Wednesday, March 21, 2012

Lenten Sunday 5B - The "Hour" of Jesus

Fifth Sunday in Lent (Year "B") – March 26, 2012


[Texts: Jeremiah 31.31-34; [Psalm 51]; Hebrews 5.7-9; John 12.20-33]

Philip and Andrew present foreigners to Jesus

Though Jews, Philip and Andrew are the only apostles known to us exclusively by their Greek names.  They appear early in John's gospel among the first to encounter Jesus.  There, when asked by Andrew and an unnamed companion where He dwelt, Jesus replied, "Come and see" (1.39).

Once Jesus met and conversed with him, Philip believed after Jesus told him that He had seen him “under the fig tree”.  Jesus promised Philip, “You will see greater things than these...heaven opened and the angels of God ascending and descending upon the Son of Man” (1.50-51).  The adventure of discipleship had begun.

Now at the close of the Book of Signs (chapters 1-12), readers of John's gospel discover that Greeks—Gentile proselytes drawn to the Jewish faith—come and ask to “see” Jesus, a conventional way to speak of a meeting.

Their request represented a desire to become Jesus' followers.  So the language of the Fourth Gospel establishes a parallel between the first Jewish disciples and the arrival of the first Gentile ones.

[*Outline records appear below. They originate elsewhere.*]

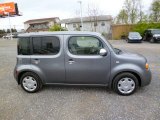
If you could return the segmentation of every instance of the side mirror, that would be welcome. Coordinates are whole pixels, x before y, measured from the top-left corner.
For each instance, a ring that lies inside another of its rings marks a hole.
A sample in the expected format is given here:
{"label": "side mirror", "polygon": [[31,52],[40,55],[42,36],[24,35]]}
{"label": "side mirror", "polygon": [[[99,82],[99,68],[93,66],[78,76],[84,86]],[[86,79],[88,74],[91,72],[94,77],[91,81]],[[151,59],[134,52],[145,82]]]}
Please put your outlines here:
{"label": "side mirror", "polygon": [[102,49],[100,49],[99,54],[100,54],[100,56],[106,56],[107,55],[107,50],[102,48]]}

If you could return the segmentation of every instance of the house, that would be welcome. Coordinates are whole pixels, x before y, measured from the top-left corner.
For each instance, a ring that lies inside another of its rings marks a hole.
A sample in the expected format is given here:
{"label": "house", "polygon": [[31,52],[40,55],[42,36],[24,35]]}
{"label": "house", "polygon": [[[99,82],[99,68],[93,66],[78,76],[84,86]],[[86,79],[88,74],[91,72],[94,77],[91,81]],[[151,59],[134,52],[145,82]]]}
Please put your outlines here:
{"label": "house", "polygon": [[48,31],[51,26],[59,23],[58,17],[33,19],[24,22],[24,28],[26,32]]}
{"label": "house", "polygon": [[112,24],[112,16],[89,16],[83,17],[83,28],[81,26],[81,18],[69,18],[61,20],[61,24],[64,24],[69,31],[94,31],[99,33],[109,33]]}

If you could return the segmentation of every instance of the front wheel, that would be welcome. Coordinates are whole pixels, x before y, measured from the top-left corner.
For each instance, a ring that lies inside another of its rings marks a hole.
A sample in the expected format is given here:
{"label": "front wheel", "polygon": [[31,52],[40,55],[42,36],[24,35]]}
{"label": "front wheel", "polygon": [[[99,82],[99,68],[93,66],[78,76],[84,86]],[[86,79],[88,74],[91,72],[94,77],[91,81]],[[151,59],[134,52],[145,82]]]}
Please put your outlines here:
{"label": "front wheel", "polygon": [[120,95],[131,95],[138,87],[138,79],[131,73],[122,73],[115,77],[113,89]]}
{"label": "front wheel", "polygon": [[153,38],[151,38],[150,39],[150,43],[154,43],[155,41],[154,41],[154,39]]}
{"label": "front wheel", "polygon": [[40,78],[32,72],[23,74],[20,83],[21,87],[29,93],[37,92],[42,87]]}

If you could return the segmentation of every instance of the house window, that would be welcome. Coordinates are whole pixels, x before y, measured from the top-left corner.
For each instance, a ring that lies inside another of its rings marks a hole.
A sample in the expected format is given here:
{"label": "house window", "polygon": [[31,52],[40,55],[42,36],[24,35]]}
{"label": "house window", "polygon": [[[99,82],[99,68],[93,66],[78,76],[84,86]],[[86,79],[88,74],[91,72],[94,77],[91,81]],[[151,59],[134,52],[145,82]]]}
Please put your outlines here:
{"label": "house window", "polygon": [[105,23],[104,23],[104,22],[102,22],[102,23],[101,23],[101,26],[105,26]]}
{"label": "house window", "polygon": [[76,28],[76,24],[73,24],[73,28]]}
{"label": "house window", "polygon": [[94,22],[94,26],[97,26],[98,24],[97,24],[97,22]]}

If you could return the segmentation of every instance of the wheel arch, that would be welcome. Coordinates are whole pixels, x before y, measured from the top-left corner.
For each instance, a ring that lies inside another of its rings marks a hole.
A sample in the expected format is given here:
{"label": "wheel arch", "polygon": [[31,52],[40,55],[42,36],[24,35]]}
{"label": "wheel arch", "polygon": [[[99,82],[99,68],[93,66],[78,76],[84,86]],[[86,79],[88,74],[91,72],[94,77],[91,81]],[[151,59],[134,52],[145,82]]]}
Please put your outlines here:
{"label": "wheel arch", "polygon": [[118,72],[117,74],[115,74],[114,77],[111,79],[111,83],[110,83],[110,87],[111,88],[113,88],[114,79],[118,75],[120,75],[122,73],[131,73],[131,74],[133,74],[138,79],[138,86],[141,86],[141,77],[140,77],[140,75],[137,72],[135,72],[135,71],[121,71],[121,72]]}
{"label": "wheel arch", "polygon": [[43,81],[43,79],[40,77],[40,75],[37,74],[35,71],[31,71],[31,70],[21,71],[21,72],[18,74],[18,78],[17,78],[17,79],[18,79],[18,84],[20,84],[21,77],[22,77],[25,73],[27,73],[27,72],[31,72],[31,73],[37,75],[37,77],[40,78],[41,83],[44,84],[44,81]]}

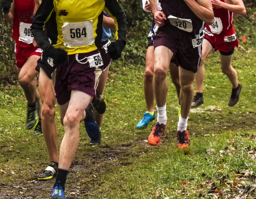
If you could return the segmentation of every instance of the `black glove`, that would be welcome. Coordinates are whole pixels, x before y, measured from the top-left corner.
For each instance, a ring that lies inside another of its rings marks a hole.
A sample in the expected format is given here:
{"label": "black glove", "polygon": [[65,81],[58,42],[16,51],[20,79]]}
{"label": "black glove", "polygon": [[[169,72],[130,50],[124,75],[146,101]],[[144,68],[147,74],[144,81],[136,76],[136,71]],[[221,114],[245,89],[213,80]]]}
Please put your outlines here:
{"label": "black glove", "polygon": [[46,59],[49,58],[53,59],[53,63],[62,63],[66,61],[67,58],[67,53],[64,50],[56,49],[51,46],[47,50],[44,51],[44,57]]}
{"label": "black glove", "polygon": [[108,52],[110,57],[115,60],[120,58],[125,46],[125,43],[122,40],[118,40],[112,42],[108,46]]}
{"label": "black glove", "polygon": [[3,12],[4,14],[8,14],[10,12],[11,5],[13,1],[12,0],[2,0],[2,7]]}

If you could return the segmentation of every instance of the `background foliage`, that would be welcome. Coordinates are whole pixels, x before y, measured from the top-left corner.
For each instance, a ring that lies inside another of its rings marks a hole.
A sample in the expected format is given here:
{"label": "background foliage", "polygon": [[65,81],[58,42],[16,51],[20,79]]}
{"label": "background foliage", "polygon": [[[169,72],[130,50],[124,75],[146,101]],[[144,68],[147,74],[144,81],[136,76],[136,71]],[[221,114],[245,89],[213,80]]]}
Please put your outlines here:
{"label": "background foliage", "polygon": [[[0,1],[1,1],[0,0]],[[112,64],[112,69],[121,70],[124,67],[138,67],[144,65],[146,36],[149,31],[152,15],[144,12],[140,0],[119,1],[127,14],[128,43],[122,58]],[[245,0],[247,9],[245,17],[236,18],[237,32],[239,36],[245,35],[251,37],[254,33],[250,31],[250,26],[240,26],[243,24],[255,25],[255,15],[252,8],[255,7],[256,0]],[[0,7],[1,10],[2,8]],[[12,24],[4,22],[0,15],[0,81],[15,78],[14,42],[12,37]],[[8,81],[10,82],[10,81]]]}

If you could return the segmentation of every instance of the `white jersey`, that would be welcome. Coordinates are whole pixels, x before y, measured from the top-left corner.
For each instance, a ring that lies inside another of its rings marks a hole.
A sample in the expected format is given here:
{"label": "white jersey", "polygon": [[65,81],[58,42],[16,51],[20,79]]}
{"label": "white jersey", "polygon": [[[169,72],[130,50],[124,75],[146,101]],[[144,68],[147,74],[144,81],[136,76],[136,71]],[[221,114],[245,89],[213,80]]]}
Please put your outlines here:
{"label": "white jersey", "polygon": [[[149,0],[142,0],[142,7],[143,8],[143,9],[147,12],[150,12],[151,11],[148,11],[148,10],[146,9],[145,7],[145,5],[147,3],[150,3]],[[161,7],[161,3],[159,3],[159,0],[157,0],[157,5],[158,6],[158,9],[160,11],[162,10],[162,8]]]}

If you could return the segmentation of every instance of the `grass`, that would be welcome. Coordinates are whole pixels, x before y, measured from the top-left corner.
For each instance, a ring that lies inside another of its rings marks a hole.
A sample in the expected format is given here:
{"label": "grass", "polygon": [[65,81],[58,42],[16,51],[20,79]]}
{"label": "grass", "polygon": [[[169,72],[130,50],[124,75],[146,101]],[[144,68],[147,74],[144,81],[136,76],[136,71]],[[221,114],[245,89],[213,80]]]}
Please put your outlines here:
{"label": "grass", "polygon": [[[239,39],[241,38],[239,37]],[[108,111],[102,143],[91,147],[84,127],[69,174],[69,199],[255,198],[256,50],[249,37],[236,50],[233,66],[243,84],[237,106],[227,103],[231,85],[218,52],[206,63],[205,103],[192,110],[191,145],[177,150],[177,100],[169,78],[168,128],[158,146],[145,141],[152,128],[135,128],[145,108],[144,66],[114,63],[105,89]],[[117,62],[118,63],[118,62]],[[54,180],[37,181],[49,163],[43,138],[24,127],[24,96],[18,86],[0,92],[0,199],[49,198]],[[56,107],[57,108],[57,107]],[[60,144],[63,128],[57,109]],[[241,197],[244,197],[241,198]]]}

These Greeks are the first fruits of a vast Gentile harvest of believers.  They prefigure the Church's mission to the nations of the world and the inclusion of Gentiles in God's end-time promises.  This coming of the Greeks to see Jesus ironically fulfils the statement made by some Pharisees, “You see, you can do nothing.  Look, the whole world has gone after him!” (12.19)

We are not told that Jesus actually met with these Greeks.  Instead, we are presented with a speech by Jesus that forms a concentrated collection of sayings about His coming death.  For it is by means of the death of Jesus—his glorification, as the Johannine gospel regularly describes it—that all people may be drawn to him (“The hour has come for the Son of Man to be glorified”).  One comes to Jesus through his death.

In several ways Jesus speaks of the meaning of his death (12.24-26, 32) and about the urgency of the hour (12.27, 30, 32, 35-36), statements punctuated by responses from the crowd (12.29, 34).

The first image Jesus used to interpret his death was an agricultural parable, that of a grain of wheat dying in the ground to produce a rich harvest.  To understand Jesus' death aright one must note the difference between remaining solitary (“just a single grain”) and the harvest issuing from the seed (“bearing much fruit”).

Jesus then depicted contrasting human attitudes towards one's life, a saying attested not only in John (12.25) but also in the synoptics (cf. Matthew 10.39; 16.25; Mark 10.39); Luke 9.24; 17.33).  To love one's life differs from Jesus' approach; it puts one outside the community shaped by Jesus' gift of His life.  Conversely, to “hate” or be willing to give one's life for others in this world shows adherence to Jesus' outlook.

Peter professed his willingness to die for Jesus (13.37-38) then denied him (18.15-18, 25-27), illustrating the first half of Jesus' saying.  After the resurrection, Peter's reaffirmation of love for Jesus and his desire to give himself in service (21.15-19) showed the truth of the second half of Jesus' dictum.

Despite Jesus' readiness to do the Father's will and to give himself for the life of the world, his soul experienced turmoil as death approached (“Now my soul is troubled”).

Jesus' long-anticipated "hour" had come.  A prayer he pondered uttering would express the human outlook in the face of with death, “Father, save me from this hour”.  But, Jesus declared, the reason he had come to this hour was to give himself in death for the salvation of the world is.  Accordingly, He prayed differently, “Father, glorify your name”.

A voice from heaven was heard (though some thought it a clap of thunder—a biblical signal of divine revelation—or an angel speaking), “I have glorified it, and I will glorify it again”.  In this way, God indicated how pleasing were the teaching and life of his Son.

The reading from Hebrews may reflect a variant tradition of Jesus' prayer in Gethsemane.  It assures Christians that Jesus' prayer was heard and that, because of his obedience, Jesus is “the source of eternal salvation for all who obey him.”

Christians believe that Jeremiah's prophecy—that God would place his laws inside people, inscribing it on human hearts—was fully realized in Jesus' self-offering.

* * * * * * 

May your servants be shielded, O Lord, by the protection of your loving-kindness, that, doing what is good in this world, they may reach you, their highest good. Through Christ our Lord.